Um das geplante Sanierungspaket werde noch gerungen, berichtet das Branchenblatt. Es handle sich aber in jedem Fall um eine "klar dreistellige Zahl über alle deutschen Werke" hinweg, heißt es unter Berufung auf Insider. Und zwar zusätzlich zu den bereits beschlossenen Werksschließungen in Sassnitz und Floh-Seligenthal, wovon demnach bereits 115 Beschäftigte betroffen sind. Der Stellenabbau solle ohne Kündigungen umgesetzt werden, heißt es. Die Rede ist von Altersteilzeit und Freiwilligenprogrammen.
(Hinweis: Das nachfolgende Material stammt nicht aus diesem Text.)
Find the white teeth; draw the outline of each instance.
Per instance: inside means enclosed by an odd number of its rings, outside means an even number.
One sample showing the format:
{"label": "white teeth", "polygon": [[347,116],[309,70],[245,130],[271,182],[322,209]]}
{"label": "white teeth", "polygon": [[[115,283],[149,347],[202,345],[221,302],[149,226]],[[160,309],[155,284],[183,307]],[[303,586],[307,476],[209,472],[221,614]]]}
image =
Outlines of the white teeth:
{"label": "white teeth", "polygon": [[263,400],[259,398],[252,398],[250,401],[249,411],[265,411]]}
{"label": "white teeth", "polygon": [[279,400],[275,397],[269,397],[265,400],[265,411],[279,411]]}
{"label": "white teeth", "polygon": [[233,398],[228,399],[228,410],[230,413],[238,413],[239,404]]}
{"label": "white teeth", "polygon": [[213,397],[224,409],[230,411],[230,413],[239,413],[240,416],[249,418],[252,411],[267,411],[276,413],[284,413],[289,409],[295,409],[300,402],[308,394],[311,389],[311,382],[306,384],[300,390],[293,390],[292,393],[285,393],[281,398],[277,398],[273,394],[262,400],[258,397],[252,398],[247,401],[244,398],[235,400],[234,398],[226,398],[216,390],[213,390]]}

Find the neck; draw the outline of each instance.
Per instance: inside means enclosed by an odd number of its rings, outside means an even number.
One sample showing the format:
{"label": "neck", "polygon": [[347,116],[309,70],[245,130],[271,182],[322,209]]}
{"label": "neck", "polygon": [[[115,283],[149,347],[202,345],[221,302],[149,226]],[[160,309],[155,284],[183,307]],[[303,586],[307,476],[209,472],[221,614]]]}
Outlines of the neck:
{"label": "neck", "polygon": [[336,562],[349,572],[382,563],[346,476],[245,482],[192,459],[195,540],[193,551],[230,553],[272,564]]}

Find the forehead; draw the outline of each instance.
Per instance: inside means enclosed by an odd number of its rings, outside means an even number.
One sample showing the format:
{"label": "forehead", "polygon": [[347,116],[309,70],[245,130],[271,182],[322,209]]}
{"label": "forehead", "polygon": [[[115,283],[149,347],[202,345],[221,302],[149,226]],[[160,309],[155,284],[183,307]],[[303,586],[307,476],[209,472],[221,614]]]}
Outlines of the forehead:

Darüber hinaus soll das Investitionsvolumen, das für die Modernisierung von vier deutschen Standorten vorgesehen war, geringer ausfallen. Die im April 2018 genannten 200 Millionen Euro seien vom Tisch, so das Blatt.
Vor der Sanierung hatte Homann in Deutschland knapp 1.800 Mitarbeiter. Zusammen mit der polnischen Lisner-Gruppe, die 2018 von der deutschen Feinkostgruppe abgespalten wurde, sind es rund 3.000 Mitarbeiter.

Theo Müller, besser bekannt als Müller Milch, wollte ursprünglich die Zentrale des Feinkostenherstellers in Dissen am Teutoburger Wald komplett ins sächsische Leppersdorf verlegen, um Steuern und Kosten zu sparen. Doch die Pläne wurden im April 2018 gestoppt.
Theo Müller wollte daraufhin angeblich 200 Millionen Euro in die Homann-Standorte Dissen (davon 40 Millionen hier), Bad Essen, Bottrop und Rogätz investieren. Nun soll auch dieser Plan zumindest in dieser Form gestoppt worden sein.